Por um instante me ocorre sua imagem (ah, como é bela!) segurando o batom em frente às paredes brancas, recém-pintadas. Eu compreenderia se você tivesse amargado também as minhas paredes, com palavras ainda mais doloridas.
Clarissa, suas palavras estão tão frescas e intensas, e o reflexo no espelho é tão vazio. Eu entendo quando você diz que não deu certo e que nunca daria. Ah, você foi muito leviana, e essas palavras frias ecoam na minha cabeça sem parar.
Adeus, adeus. Eu queria ter dito adeus também. Acredite, eu não imploraria para você ficar.
Você foi injusta, Clarissa. Eu também tinha sonhos. Queria ir a Paris, praticar ioga, visitar velhos parentes, aprender alemão, jogar bilhar no boteco, conhecer o zoológico, ir mais ao cinema. Eu queria tanta coisa, mas você era, naquele momento, a única pessoa com quem eu queria estar. Eu te permiti ter amigos, te permiti ter o próprio mundo, o próprio gosto, te deixei tanta coisa, e você só me deixou a mim mesmo. Clarissa, você foi embora.
Entendo que é para sempre, que foi o ultimo adeus (ah, quantas brigas nossas acabaram em “último adeus”), mas sinto aqui dentro de mim, naquele ponto machucado que a agonia se instala, que você vai voltar, e mais bonita, e mais alegre, e mais cheia de vida, e ainda mais sozinha do que as outras vezes.

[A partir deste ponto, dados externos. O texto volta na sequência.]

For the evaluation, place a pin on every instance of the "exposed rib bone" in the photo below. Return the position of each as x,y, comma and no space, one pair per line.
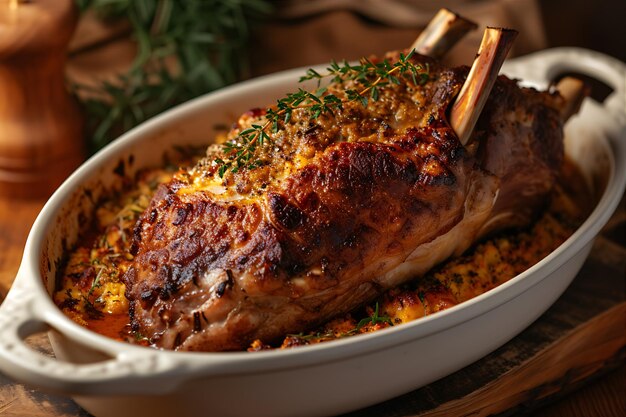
442,33
483,74
573,92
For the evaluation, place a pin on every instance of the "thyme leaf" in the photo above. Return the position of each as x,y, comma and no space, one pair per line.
374,319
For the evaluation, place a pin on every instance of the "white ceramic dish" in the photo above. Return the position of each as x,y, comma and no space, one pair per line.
110,378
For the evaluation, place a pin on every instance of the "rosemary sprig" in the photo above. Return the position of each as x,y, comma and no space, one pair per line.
240,152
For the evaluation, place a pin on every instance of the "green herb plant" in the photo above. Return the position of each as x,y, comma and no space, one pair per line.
185,48
367,76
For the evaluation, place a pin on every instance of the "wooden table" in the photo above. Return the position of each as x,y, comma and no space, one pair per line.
571,362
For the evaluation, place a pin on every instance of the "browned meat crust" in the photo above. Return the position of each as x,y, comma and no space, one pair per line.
372,196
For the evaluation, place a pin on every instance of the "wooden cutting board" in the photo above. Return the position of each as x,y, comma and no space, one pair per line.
582,336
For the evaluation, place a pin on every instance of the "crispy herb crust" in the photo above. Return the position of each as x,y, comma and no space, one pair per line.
91,293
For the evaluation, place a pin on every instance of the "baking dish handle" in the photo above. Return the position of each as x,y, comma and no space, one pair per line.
549,64
129,371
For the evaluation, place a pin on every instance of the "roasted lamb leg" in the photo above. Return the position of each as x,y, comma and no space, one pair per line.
335,210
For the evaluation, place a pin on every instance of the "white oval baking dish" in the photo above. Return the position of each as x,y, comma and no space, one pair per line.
110,378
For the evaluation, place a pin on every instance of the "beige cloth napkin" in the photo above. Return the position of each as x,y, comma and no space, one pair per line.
308,32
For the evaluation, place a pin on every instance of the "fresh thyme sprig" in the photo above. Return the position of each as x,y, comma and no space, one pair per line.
374,319
240,152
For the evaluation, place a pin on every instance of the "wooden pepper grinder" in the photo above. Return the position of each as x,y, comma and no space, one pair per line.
41,128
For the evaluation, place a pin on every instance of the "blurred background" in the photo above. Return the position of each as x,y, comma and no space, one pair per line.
119,51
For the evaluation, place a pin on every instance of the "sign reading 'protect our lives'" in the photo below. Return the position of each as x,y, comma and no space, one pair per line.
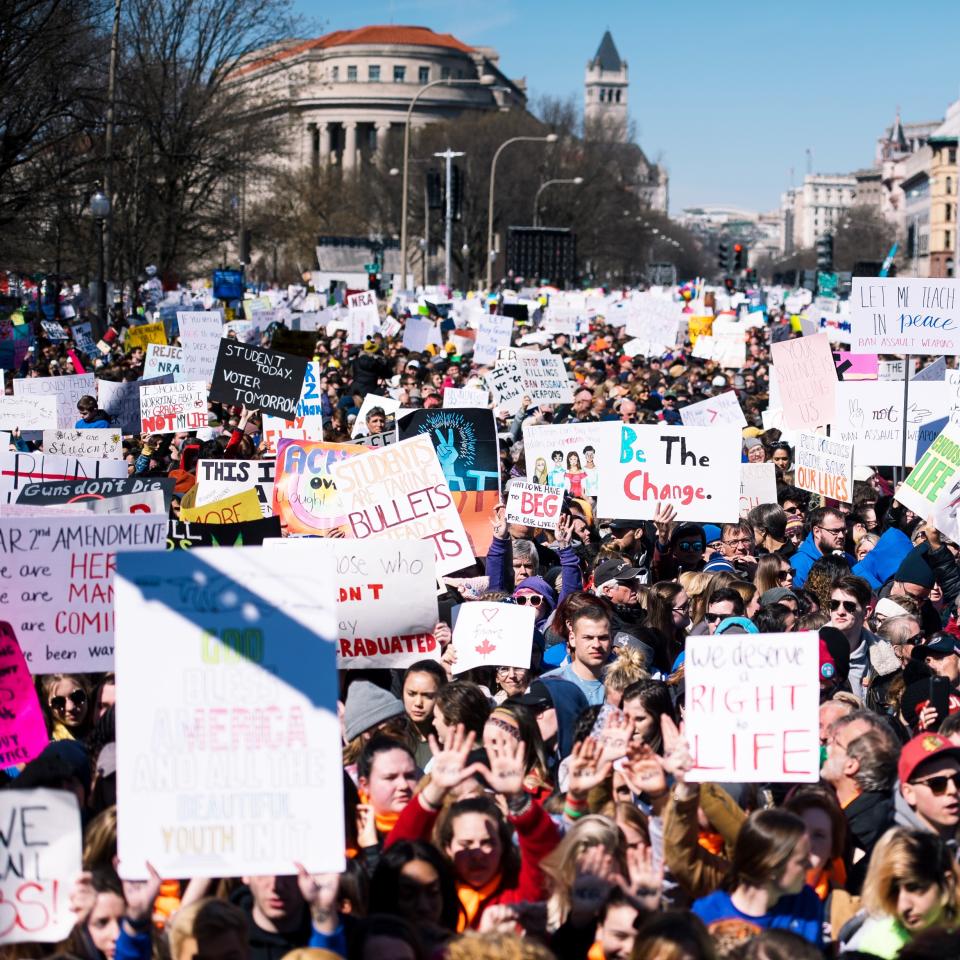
694,469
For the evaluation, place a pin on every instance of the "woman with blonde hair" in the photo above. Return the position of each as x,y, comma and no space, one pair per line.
911,885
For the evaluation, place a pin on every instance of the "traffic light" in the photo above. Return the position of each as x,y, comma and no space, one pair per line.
825,253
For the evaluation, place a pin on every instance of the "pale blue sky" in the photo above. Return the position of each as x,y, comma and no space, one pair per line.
728,95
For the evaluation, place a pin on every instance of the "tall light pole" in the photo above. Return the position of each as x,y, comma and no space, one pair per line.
543,186
549,138
487,80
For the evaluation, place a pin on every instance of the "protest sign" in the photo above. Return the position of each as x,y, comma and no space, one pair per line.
95,443
67,390
304,493
56,584
362,316
258,378
752,707
905,315
532,505
28,413
469,454
807,378
870,416
758,484
23,729
456,397
171,407
695,469
161,359
825,466
723,408
401,492
488,634
229,748
41,847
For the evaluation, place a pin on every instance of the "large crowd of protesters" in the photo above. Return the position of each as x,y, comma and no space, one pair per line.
484,816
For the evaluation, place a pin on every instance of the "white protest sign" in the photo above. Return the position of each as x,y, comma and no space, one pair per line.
533,505
723,408
400,492
28,413
758,484
752,707
96,443
695,469
162,359
170,407
229,746
41,842
493,634
825,466
905,315
61,607
67,390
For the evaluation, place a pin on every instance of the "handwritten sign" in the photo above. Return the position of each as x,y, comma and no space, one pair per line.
825,466
492,634
41,846
905,315
696,469
752,707
23,731
56,584
533,505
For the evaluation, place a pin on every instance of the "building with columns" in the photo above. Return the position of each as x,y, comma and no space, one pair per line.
340,97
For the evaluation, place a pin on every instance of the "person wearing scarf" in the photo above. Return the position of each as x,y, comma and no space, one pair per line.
473,834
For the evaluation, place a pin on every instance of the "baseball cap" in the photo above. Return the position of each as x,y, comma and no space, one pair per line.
920,749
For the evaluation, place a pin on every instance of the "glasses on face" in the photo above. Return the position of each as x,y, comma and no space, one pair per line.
938,785
847,605
78,698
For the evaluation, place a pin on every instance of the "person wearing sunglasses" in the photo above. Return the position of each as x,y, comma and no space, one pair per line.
67,698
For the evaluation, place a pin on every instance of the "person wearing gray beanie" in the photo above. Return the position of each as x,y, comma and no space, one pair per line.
367,706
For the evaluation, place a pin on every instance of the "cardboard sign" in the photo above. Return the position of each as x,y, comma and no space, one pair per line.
490,634
696,469
67,390
95,443
172,407
258,378
533,505
824,466
244,696
61,605
401,492
23,730
807,378
905,315
752,708
723,408
162,359
41,845
758,484
304,493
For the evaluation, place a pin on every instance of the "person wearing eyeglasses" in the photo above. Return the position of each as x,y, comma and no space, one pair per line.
828,533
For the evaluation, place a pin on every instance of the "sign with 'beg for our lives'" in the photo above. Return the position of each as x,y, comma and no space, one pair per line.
258,379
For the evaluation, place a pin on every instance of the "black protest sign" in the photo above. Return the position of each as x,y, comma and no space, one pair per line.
258,379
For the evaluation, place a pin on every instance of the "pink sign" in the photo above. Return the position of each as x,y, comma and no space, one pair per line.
23,733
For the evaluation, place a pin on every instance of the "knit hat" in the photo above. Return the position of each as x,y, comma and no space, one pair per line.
367,705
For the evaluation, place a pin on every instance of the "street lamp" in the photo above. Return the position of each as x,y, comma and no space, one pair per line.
100,208
487,80
491,256
543,186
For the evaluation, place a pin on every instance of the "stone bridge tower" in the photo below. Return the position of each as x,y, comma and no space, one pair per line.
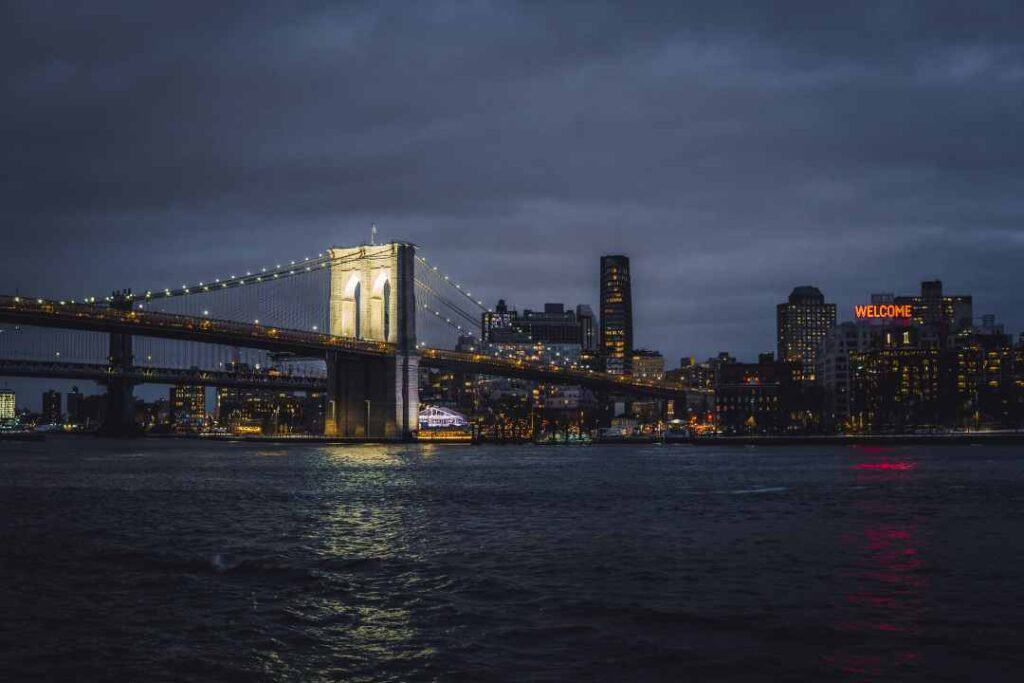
373,297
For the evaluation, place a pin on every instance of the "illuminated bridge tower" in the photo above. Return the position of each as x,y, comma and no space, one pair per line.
120,418
373,297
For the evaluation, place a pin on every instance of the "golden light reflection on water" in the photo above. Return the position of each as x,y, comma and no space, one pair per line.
364,543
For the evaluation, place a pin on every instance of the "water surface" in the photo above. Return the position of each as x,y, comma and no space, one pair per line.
169,560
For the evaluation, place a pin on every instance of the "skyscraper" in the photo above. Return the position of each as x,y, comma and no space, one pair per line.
616,313
803,323
51,408
7,404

Você se lembra que pedi para não dilacerar meu coração? Não me importo de estar sofrendo novamente pelo que você me fez, mas me lembro tão claramente do seu sorriso, Clarissa, você me disse palavras tão bonitas e suaves. Sua voz adocicada me toma a mente de forma tão intensa, que posso te sentir aqui comigo, acariciando meus cabelos louros, apertando minha mão.
Ah, mon aimé, peço que me desculpe por ser tão romântica. A verdade é que sinto mesmo sua falta, e sinto tanto medo de nunca mais te ver, tanto medo de você ter realmente ido embora.Dentro desse quarto verde, olho para todos os cantos, procurando algo seu, procurando os teus braços para me confortar, e me sinto a pessoa mais incapaz do mundo, pois agora todos os sentimentos que me ocorrem formam poesias lindas, mas só consigo repetir seu nome: Clarissa, Clarissa.Se nadas paredes verdes não restou nem ao menos sue retrato, imagino então a sala, toda branca, será que restou seus sapatos altos? Seus livros do Kerouac? Seus enfeites importados?Clarissa, entenda que somente sai da frente do espelho porque precisava saber o que restou de você na casa, e que eu não voltei porque precisava encontrar qualquer coisa sua dentro do cinema, da lanchonete, do bar, do novo amante.Eu não achei nada que te pertencesse. Aquele filme do Hitchcock era preferência minha, o suco na lanchonete tinha o mesmo gosto agradável do “antes – de - você”, de “durante-você” e que teria também “depois-de-você”, e no bar, Clarissa, encontrei as músicas que ouvi a vida toda sem você, encontrei bebidas que já eram charmosas antes mesmo de eu te conhecer, e o novo amante, minha querida, foi escolhido a dedo para eu poder projetar toda a alegria que resgato da juventude, dos sonhos de criança, que não permiti que se mofassem antes das tentativas. E sabe, Clarissa, no espelho ficará eternamente projetado o conformismo de um grande amor perdido, e nos novos amantes (que terão muitos, para mim e para você) projetarei apenas seus sorrisos, Clarissa, você não sabe o quanto é linda quando sorri.